Unter Kim Jones flossen neu zwei wichtige Markencodes der Maison Dior stark in die Männerkollektionen ein: Feminität und Haute Couture. Unter ihm weitete sich die vormals so klassische Farbpalette auf zarteste Puder- und Pastelltöne aus; Kleider waren aufwendig bestickt und mit glitzernden Blütenmotiven dekoriert. Neu war auch, dass ein Mann ohne Handtasche aus modischer Sicht als unvollständig galt – zumindest in seinen Shows. Dass die Männerhandtasche auf der ganzen Welt fast schon als selbstverständlich gilt und kaum mehr für Aufsehen sorgt, ist mitunter seiner Kreativität – mithilfe der Macht der potenten Marke Dior – zu verdanken. So brachte er die fast verschollene Saddle-Bag auch für Männer aus den Archiven hervor und machte sie zu einem neuen Bestseller.

Delphine Arnault bedankt sich

Am Ende der Show vor einer Woche umarmte Kim Jones seine Chefin Delphine Arnault, CEO von Christian Dior Couture, herzlich, fast schon überschwänglich. Arnault schreibt im heutigen Communiqué zu seinem Abgang: «Ich bin Kim Jones, seinem Studio und den Ateliers sehr dankbar für die bemerkenswerte Arbeit, die sie geleistet haben. Mit all seinem Talent und seiner Kreativität hat er das Erbe des Hauses immer wieder neu interpretiert, mit echter Freiheit im Ton und überraschenden, höchst wünschenswerten künstlerischen Kooperationen.»

Dem fügt Kim Jones in der Mitteilung hinzu: «Es war mir eine grosse Ehre, meine Kollektionen im Haus Dior, einem Symbol für absolute Exzellenz, entwerfen zu dürfen. Ich möchte meinem Studio und den Ateliers, die mich auf dieser wunderbaren Reise begleitet haben, meine tiefe Dankbarkeit aussprechen. Sie haben meine Kreationen zum Leben erweckt. Ich möchte auch die Gelegenheit nutzen, um den Künstlern und Freunden zu danken, die ich durch meine Zusammenarbeit kennengelernt habe. Und schliesslich bin ich Bernard und Delphine Arnault zu grossem Dank verpflichtet, die mich voll und ganz unterstützt haben.»

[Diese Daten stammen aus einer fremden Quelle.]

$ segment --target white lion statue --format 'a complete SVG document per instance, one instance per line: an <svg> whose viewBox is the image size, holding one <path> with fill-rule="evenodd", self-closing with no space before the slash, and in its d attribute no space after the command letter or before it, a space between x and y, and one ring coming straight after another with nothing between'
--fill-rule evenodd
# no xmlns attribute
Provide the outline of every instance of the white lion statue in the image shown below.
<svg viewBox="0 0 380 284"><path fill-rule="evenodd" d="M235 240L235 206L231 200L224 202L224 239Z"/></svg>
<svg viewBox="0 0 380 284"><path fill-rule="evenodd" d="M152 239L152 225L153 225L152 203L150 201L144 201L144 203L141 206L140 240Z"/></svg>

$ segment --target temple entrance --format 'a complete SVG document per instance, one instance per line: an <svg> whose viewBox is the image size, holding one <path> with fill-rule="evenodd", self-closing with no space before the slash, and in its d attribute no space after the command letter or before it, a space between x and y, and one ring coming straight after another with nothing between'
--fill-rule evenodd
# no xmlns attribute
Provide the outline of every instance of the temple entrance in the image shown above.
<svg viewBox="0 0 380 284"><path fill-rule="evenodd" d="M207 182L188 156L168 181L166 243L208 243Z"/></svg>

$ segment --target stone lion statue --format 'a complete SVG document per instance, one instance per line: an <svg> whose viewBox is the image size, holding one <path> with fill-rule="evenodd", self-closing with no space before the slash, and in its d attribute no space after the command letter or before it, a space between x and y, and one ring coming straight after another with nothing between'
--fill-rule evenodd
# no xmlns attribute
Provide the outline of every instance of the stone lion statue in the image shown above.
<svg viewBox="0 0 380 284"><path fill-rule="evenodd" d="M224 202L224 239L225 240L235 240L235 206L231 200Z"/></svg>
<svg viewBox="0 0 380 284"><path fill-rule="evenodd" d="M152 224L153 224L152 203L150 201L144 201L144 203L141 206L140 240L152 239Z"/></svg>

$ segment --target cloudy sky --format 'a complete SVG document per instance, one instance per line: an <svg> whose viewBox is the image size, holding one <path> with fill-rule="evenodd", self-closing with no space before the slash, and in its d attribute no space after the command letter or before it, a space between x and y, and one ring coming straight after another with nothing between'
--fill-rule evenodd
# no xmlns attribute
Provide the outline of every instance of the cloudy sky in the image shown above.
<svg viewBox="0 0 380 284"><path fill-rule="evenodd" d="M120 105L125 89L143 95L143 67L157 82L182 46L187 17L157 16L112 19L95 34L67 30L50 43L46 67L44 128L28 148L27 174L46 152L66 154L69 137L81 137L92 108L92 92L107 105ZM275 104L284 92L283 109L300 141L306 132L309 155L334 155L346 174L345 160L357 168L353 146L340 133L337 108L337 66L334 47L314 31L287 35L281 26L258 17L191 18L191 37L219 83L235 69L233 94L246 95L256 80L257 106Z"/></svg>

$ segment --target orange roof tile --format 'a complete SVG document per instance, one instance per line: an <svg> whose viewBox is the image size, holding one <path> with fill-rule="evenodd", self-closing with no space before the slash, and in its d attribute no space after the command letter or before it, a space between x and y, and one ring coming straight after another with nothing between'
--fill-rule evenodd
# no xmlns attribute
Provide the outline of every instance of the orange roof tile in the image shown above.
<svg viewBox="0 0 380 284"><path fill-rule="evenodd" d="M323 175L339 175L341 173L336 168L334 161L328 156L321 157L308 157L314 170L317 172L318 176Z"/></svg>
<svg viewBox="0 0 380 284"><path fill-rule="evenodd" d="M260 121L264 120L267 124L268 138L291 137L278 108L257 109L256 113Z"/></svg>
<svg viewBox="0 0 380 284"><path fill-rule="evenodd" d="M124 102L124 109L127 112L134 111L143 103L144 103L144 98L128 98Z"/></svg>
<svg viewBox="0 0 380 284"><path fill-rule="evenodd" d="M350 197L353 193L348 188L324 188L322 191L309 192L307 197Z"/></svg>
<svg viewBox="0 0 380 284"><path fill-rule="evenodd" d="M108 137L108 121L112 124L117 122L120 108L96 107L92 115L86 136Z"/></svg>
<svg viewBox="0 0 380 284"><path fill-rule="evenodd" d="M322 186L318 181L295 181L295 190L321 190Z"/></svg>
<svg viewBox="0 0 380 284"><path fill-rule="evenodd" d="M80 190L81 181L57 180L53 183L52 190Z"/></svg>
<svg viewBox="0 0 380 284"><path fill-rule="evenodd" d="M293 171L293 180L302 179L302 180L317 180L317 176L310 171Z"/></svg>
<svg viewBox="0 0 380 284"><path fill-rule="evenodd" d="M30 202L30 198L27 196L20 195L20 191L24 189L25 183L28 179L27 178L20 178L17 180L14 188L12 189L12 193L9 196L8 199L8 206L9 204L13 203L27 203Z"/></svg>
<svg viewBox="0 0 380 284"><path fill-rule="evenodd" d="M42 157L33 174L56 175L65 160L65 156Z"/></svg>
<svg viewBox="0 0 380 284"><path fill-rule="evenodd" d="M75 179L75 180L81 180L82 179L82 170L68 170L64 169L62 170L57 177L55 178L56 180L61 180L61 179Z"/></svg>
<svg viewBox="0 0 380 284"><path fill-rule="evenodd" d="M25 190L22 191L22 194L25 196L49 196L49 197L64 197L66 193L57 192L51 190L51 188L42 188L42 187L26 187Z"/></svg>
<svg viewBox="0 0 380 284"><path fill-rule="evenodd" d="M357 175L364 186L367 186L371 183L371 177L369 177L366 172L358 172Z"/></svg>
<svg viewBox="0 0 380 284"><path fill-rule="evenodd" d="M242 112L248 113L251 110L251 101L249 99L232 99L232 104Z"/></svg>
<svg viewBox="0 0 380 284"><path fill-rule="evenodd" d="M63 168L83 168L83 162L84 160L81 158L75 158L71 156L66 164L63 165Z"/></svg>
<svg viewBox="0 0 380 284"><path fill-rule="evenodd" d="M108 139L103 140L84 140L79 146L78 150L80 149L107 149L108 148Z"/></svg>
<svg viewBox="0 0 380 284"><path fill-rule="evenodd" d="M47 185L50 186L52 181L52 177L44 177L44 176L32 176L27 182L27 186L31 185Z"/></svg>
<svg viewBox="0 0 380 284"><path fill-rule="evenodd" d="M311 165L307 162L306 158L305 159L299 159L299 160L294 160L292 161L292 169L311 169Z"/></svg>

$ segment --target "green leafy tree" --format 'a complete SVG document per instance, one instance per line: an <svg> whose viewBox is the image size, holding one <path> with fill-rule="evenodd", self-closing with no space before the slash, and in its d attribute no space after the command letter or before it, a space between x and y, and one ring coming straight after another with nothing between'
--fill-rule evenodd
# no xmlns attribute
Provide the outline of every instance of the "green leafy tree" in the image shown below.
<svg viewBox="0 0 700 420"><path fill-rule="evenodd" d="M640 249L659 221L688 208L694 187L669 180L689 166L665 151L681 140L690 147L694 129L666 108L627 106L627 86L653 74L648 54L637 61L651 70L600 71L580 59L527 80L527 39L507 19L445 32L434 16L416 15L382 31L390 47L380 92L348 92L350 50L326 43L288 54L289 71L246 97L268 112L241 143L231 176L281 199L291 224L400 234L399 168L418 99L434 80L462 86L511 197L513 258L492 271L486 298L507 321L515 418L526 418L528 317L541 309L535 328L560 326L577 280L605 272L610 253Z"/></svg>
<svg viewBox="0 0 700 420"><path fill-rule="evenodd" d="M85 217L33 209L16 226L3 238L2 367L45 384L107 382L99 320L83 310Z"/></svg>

Dass der 55-jährige Brite, der seine Kindheit in Ecuador, der Karibik und Afrika verbrachte, am Freitagabend des 24. Januars die höchste zivile Ehrung Frankreichs, den Chevalier de la Légion d’Honneur, erhielt, war nicht nur ein krönender Abschluss eines äusserst erfolgreichen Show-Tages, sondern auch seiner Karriere bei Dior.